On Thursday, the United States said it was ready to talk to Iran about returning to a 2015 agreement that aimed to prevent Tehran from acquiring nuclear weapons. Still, analysts did not expect a near-term reversal of sanctions on Iran that the previous US administration imposed.
Asian LNG prices slipped last week. Still, the fall was limited by potential supply disruptions from the US, where a deep freeze prompted energy outages in Texas, with natural gas wells and pipelines frozen shut. The average LNG price for April delivery into North-East Asia was estimated at $6.40 per million British thermal units (mmBtu), down about 20 cents from the previous week, sources said. Prices for cargoes delivered in March were estimated at $6.90 per mmBtu, steady from the previous week, they added.
US natural gas futures eased on Friday as forecasts showed weather turning less cold. However, prices registered a fourth consecutive week of gains on concerns over tight supplies after the Arctic freeze disrupted oil and gas facilities.
The restart of production as temperatures eased sent prices of oil and natural gas lower. Front-month gas futures fell 1.3 cents, or 0.4 percent, to settle at $3.07 per million British thermal units (mmBtu). Prices have gained 5.4 percent for the week.

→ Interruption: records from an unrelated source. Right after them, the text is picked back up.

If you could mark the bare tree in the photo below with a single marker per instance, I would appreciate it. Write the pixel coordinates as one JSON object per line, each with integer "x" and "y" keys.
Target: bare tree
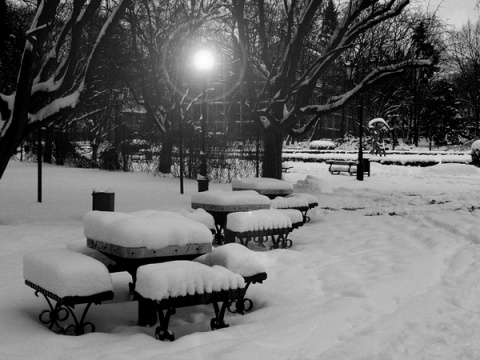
{"x": 290, "y": 88}
{"x": 465, "y": 49}
{"x": 53, "y": 75}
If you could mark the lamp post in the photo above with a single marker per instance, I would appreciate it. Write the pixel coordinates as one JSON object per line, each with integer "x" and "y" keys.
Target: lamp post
{"x": 203, "y": 62}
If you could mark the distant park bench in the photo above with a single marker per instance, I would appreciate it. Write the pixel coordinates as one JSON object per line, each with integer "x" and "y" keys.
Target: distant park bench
{"x": 338, "y": 166}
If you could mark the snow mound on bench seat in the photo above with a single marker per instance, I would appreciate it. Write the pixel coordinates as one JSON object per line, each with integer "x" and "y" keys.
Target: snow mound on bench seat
{"x": 149, "y": 228}
{"x": 236, "y": 258}
{"x": 256, "y": 220}
{"x": 281, "y": 202}
{"x": 181, "y": 278}
{"x": 261, "y": 184}
{"x": 226, "y": 198}
{"x": 66, "y": 273}
{"x": 294, "y": 215}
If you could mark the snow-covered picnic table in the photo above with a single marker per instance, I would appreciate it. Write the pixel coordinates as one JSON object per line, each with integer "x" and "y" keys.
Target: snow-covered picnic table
{"x": 221, "y": 203}
{"x": 145, "y": 237}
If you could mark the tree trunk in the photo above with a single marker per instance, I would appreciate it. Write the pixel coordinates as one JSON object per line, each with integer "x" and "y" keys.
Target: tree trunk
{"x": 272, "y": 154}
{"x": 15, "y": 131}
{"x": 165, "y": 163}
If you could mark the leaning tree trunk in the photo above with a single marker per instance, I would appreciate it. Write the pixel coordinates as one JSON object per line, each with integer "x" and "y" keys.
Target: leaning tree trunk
{"x": 272, "y": 154}
{"x": 17, "y": 125}
{"x": 165, "y": 163}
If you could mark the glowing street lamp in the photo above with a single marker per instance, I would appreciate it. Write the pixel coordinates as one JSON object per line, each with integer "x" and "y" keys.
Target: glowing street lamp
{"x": 203, "y": 62}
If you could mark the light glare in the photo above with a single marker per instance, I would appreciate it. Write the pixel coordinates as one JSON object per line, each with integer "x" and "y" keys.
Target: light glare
{"x": 203, "y": 60}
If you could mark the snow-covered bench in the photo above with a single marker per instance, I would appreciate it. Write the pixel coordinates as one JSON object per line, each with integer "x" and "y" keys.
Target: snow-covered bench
{"x": 350, "y": 166}
{"x": 240, "y": 260}
{"x": 69, "y": 279}
{"x": 259, "y": 226}
{"x": 311, "y": 202}
{"x": 177, "y": 284}
{"x": 264, "y": 186}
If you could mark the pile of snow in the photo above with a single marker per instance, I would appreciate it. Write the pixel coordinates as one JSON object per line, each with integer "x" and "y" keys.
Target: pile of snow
{"x": 476, "y": 145}
{"x": 199, "y": 215}
{"x": 66, "y": 273}
{"x": 313, "y": 184}
{"x": 257, "y": 220}
{"x": 311, "y": 199}
{"x": 80, "y": 246}
{"x": 281, "y": 202}
{"x": 322, "y": 145}
{"x": 295, "y": 215}
{"x": 150, "y": 229}
{"x": 181, "y": 278}
{"x": 236, "y": 258}
{"x": 262, "y": 185}
{"x": 218, "y": 198}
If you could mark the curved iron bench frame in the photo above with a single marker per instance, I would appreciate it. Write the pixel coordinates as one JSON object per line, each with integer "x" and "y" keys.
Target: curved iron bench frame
{"x": 64, "y": 308}
{"x": 165, "y": 308}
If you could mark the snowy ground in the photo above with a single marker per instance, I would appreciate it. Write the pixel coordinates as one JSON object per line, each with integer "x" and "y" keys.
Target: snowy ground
{"x": 388, "y": 268}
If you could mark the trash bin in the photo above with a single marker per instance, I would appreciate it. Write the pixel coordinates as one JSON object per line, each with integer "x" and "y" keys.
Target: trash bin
{"x": 202, "y": 185}
{"x": 103, "y": 201}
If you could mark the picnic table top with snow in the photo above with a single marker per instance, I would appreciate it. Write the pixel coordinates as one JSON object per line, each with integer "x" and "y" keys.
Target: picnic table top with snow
{"x": 264, "y": 186}
{"x": 229, "y": 201}
{"x": 148, "y": 229}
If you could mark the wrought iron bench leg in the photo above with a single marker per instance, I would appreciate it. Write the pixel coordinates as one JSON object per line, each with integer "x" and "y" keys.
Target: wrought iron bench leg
{"x": 162, "y": 332}
{"x": 218, "y": 321}
{"x": 241, "y": 305}
{"x": 61, "y": 312}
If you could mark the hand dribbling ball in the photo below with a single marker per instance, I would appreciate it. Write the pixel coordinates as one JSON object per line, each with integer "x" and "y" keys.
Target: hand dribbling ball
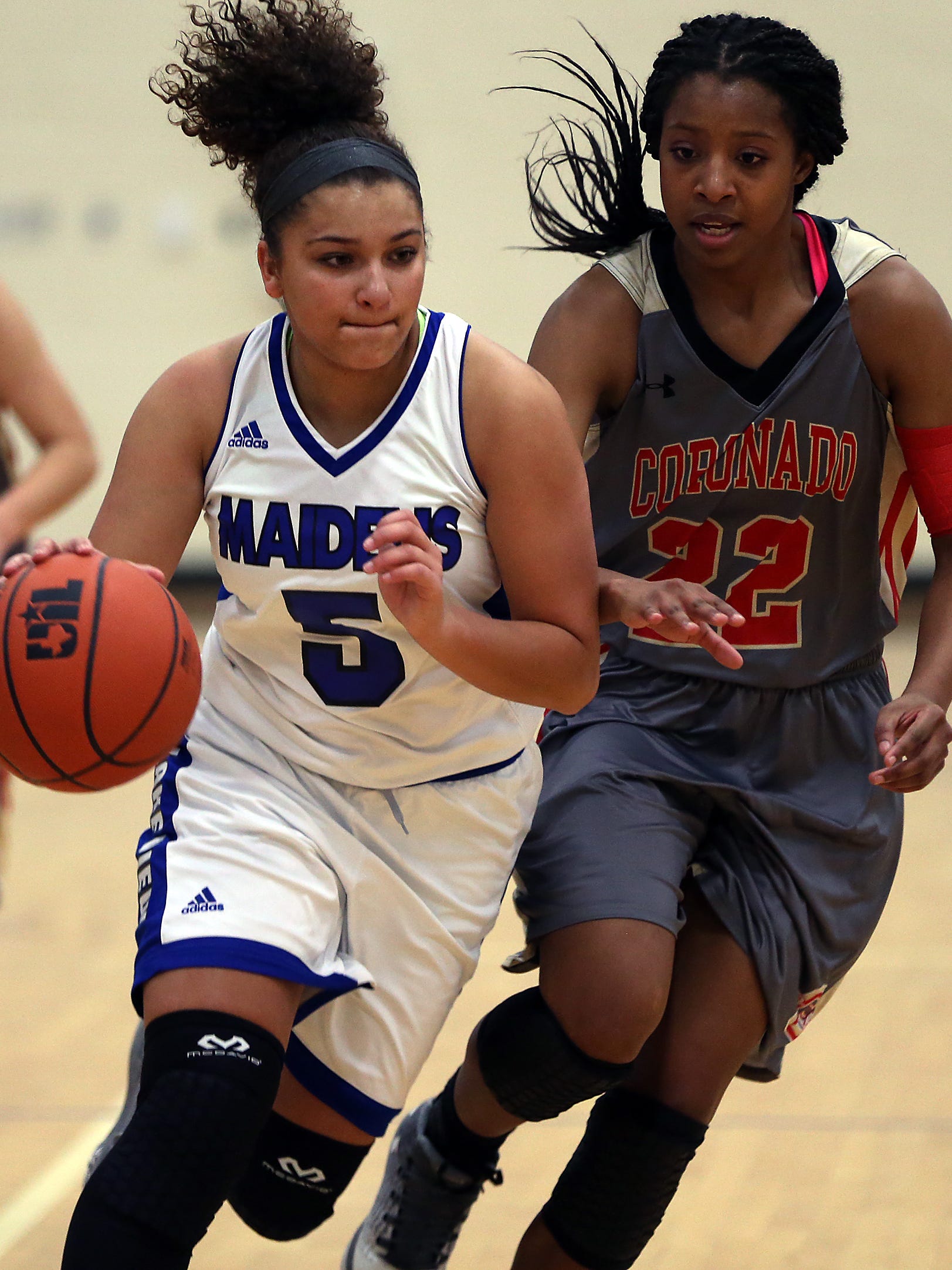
{"x": 101, "y": 672}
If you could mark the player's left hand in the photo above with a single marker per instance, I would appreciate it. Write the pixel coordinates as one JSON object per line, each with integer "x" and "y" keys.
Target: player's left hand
{"x": 409, "y": 567}
{"x": 913, "y": 736}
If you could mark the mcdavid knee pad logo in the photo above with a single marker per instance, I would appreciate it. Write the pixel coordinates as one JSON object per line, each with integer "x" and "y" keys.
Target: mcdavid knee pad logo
{"x": 220, "y": 1047}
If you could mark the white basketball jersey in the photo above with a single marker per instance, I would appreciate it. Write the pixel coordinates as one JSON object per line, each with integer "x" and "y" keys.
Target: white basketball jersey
{"x": 304, "y": 652}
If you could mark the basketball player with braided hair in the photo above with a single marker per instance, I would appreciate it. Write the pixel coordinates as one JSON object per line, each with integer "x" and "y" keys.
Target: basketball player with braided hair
{"x": 763, "y": 396}
{"x": 345, "y": 809}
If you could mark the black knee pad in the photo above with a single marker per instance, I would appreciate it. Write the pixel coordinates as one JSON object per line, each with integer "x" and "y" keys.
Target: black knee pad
{"x": 617, "y": 1187}
{"x": 208, "y": 1082}
{"x": 293, "y": 1180}
{"x": 532, "y": 1067}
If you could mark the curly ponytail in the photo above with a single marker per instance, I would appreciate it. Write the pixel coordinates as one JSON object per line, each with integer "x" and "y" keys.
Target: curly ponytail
{"x": 260, "y": 84}
{"x": 598, "y": 165}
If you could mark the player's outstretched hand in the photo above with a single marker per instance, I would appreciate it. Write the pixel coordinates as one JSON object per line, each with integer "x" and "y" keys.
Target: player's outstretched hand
{"x": 409, "y": 567}
{"x": 48, "y": 548}
{"x": 680, "y": 611}
{"x": 913, "y": 736}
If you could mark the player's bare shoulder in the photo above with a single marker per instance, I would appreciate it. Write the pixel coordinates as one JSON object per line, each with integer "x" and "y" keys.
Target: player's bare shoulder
{"x": 900, "y": 323}
{"x": 187, "y": 403}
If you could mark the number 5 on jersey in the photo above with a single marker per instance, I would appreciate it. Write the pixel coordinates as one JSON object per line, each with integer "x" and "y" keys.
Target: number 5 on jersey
{"x": 380, "y": 668}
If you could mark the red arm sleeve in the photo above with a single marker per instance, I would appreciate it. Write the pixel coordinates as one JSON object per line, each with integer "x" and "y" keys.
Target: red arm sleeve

One trader estimated that about two to three cargoes bound for Asia could be disrupted, though this could not immediately be confirmed. Still, the impact is expected to be minimal as operations resume. According to Kpler, at least one LNG tanker has berthed at Sabine Pass while two more ships have diverted from Corpus Christi towards Sabine Pass.
Since Monday, only three LNG cargoes were loaded from US ports for export, ship-tracking data from Refinitiv Eikon and data intelligence firm Kpler showed. The US is the world’s third-largest LNG exporter and typically loads about two cargoes a day, traders said.
In tenders, Qatar Petroleum Trading placed the lowest offer for a cargo sought by Pakistan LNG for delivery over 9 to 10 April at a slope rate of 10 percent against Brent crude oil. India’s Reliance likely bought a cargo for delivery over 28 February to 2 March at $6.20 to $6.30 per mmBtu, while GSPC bought a cargo for delivery over 7 March to 9 at $6.25 to $6.30 per mmBtu, industry sources said.